L’OPA sur le Club Med a remis en question le dispositif de dernière enchère
Lors de la mémorable bataille boursière autour du Club Méditerranée, l’AMF a utilisé pour la première fois son processus d’accélération des enchères, avec succès puisque l’un des concurrents, Andrea Bonomi, a décidé de ne pas surenchérir une quatrième fois. Le régulateur n’a donc pas eu besoin d’user de son arme ultime, le mécanisme de dernière enchère. Aurait-il pu le faire ?
Avec ce dossier, l’AMF a pris conscience des limites de sa propre régulation. «Nous allons devoir retravailler ce […] texte, car sa mise en œuvre nous est apparue délicate», a récemment déclaré aux Echos, le président de l’AMF, Gérard Rameix.
«L’intention du régulateur de prévoir ce dispositif de dernière enchère est louable, puisque pendant toute la période d’offre la vie de l’entreprise est limitée, ne pouvant faire appel au marché, même si le dernier alinéa de l’article 232-13 prévoit la possibilité d’une reprise du jeu normal des enchères dans l’hypothèse d’une offre d’une tierce personne», rappelle Jean-Marc Franceschi, associé chez Hogan Lovells.
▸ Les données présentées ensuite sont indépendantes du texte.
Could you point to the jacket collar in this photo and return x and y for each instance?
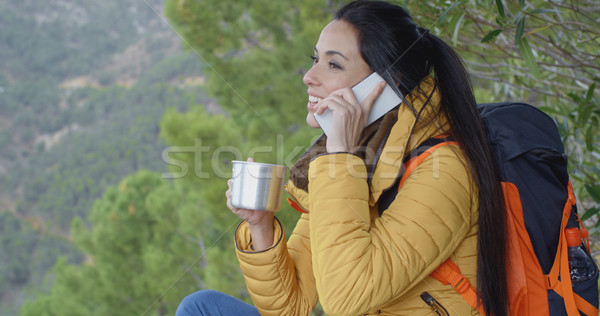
(390, 143)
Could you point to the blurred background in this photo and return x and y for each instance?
(119, 119)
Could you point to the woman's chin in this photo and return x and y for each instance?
(311, 121)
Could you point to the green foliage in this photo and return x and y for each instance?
(131, 252)
(540, 52)
(155, 238)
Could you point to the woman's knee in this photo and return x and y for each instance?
(195, 303)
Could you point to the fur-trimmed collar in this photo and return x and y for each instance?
(372, 142)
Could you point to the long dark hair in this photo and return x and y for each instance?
(401, 52)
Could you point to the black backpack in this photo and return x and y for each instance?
(529, 155)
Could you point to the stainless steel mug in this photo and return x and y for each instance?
(257, 186)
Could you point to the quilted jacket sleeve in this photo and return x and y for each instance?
(360, 265)
(280, 279)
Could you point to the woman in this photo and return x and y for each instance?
(342, 253)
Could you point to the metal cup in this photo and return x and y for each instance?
(257, 186)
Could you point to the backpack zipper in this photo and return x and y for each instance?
(436, 307)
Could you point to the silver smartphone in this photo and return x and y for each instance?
(386, 101)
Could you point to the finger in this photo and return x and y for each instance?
(369, 101)
(347, 94)
(332, 105)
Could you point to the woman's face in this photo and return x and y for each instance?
(337, 64)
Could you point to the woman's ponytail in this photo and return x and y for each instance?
(460, 106)
(403, 53)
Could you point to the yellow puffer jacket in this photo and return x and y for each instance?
(355, 262)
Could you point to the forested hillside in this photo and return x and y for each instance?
(114, 153)
(83, 86)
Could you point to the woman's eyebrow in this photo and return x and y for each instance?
(332, 52)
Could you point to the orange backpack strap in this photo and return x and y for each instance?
(412, 163)
(449, 273)
(562, 285)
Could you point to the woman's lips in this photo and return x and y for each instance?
(312, 103)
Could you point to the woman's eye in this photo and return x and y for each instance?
(333, 65)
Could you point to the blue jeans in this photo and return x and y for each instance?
(213, 303)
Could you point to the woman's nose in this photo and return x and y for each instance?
(309, 77)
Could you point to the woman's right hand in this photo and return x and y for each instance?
(260, 223)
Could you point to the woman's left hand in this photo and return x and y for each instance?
(349, 117)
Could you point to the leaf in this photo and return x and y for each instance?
(594, 191)
(575, 97)
(589, 138)
(590, 93)
(491, 35)
(538, 11)
(528, 56)
(500, 8)
(520, 29)
(444, 14)
(501, 23)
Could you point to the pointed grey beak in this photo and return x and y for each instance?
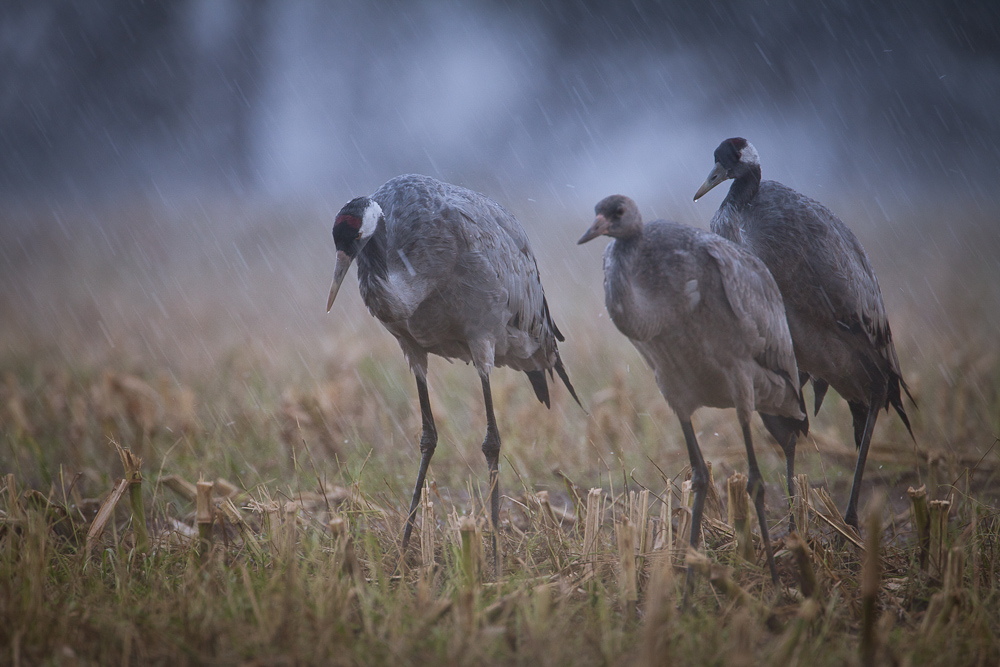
(343, 263)
(717, 176)
(599, 227)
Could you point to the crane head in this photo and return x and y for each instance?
(352, 228)
(733, 158)
(616, 216)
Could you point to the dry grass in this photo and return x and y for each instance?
(206, 354)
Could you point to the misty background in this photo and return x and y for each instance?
(542, 100)
(169, 171)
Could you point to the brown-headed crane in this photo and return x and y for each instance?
(708, 319)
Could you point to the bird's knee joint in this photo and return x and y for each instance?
(491, 450)
(428, 443)
(699, 481)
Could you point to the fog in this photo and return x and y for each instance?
(560, 102)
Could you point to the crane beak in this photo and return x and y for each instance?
(343, 263)
(717, 176)
(600, 226)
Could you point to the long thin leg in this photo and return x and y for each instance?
(491, 448)
(428, 442)
(755, 486)
(863, 439)
(699, 484)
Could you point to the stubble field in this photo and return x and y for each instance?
(195, 337)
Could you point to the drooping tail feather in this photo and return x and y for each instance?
(895, 399)
(541, 386)
(561, 371)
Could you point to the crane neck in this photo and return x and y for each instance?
(371, 259)
(744, 188)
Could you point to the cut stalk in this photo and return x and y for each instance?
(626, 554)
(938, 511)
(922, 522)
(204, 517)
(803, 558)
(800, 504)
(871, 574)
(249, 540)
(739, 514)
(133, 474)
(470, 548)
(592, 525)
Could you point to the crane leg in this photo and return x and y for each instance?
(864, 423)
(428, 442)
(699, 484)
(755, 487)
(491, 448)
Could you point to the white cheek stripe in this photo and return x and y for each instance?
(370, 219)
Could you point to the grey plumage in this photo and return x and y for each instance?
(708, 319)
(832, 298)
(449, 271)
Quel est alors le sens de ce dispositif «si un troisième acteur peut toujours lancer au dernier moment une offre concurrente, venant le cas échéant renforcer celle de l’un des deux initiateurs, ce qui a pour effet de remettre les compteurs à zéro d’après le règlement général de l’AMF ? s’interroge Frank Martin Laprade, avocat associé chez Jeantet. C’est un exemple parmi d’autres des raisons pour lesquelles il peut sembler nécessaire de réécrire ce texte, qui ne permet pas de répondre à l’ensemble des situations rencontrées en pratique».
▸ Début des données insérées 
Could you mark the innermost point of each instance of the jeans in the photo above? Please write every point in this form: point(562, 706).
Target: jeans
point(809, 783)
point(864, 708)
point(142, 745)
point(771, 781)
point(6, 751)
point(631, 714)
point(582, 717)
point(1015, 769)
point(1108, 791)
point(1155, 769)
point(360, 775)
Le processus de dernière enchère «devrait également être revisité à la lumière du seuil de caducité automatique récemment instauré par la loi Florange, poursuit Frank Martin Laprade. En effet, si les deux concurrents se maintiennent et que les conditions financières proposées dans le cadre de leurs offres respectives ne permettent pas de les départager, ce qui peut notamment arriver en cas d’OPE rivales, aucun d’eux n’arrivera à atteindre 50% et l’opération se soldera donc globalement par un double échec».
Surtout, «ce dispositif risque d’entrer en conflit avec les principes généraux des OPA, ajoute Jean-Marc Franceschi. En effet, le respect du ‘libre jeu des offres et de leurs surenchères’ (article 231-3 du règlement général de l’AMF), est mis à mal par la possibilité offerte à l’AMF d’imposer une dernière enchère».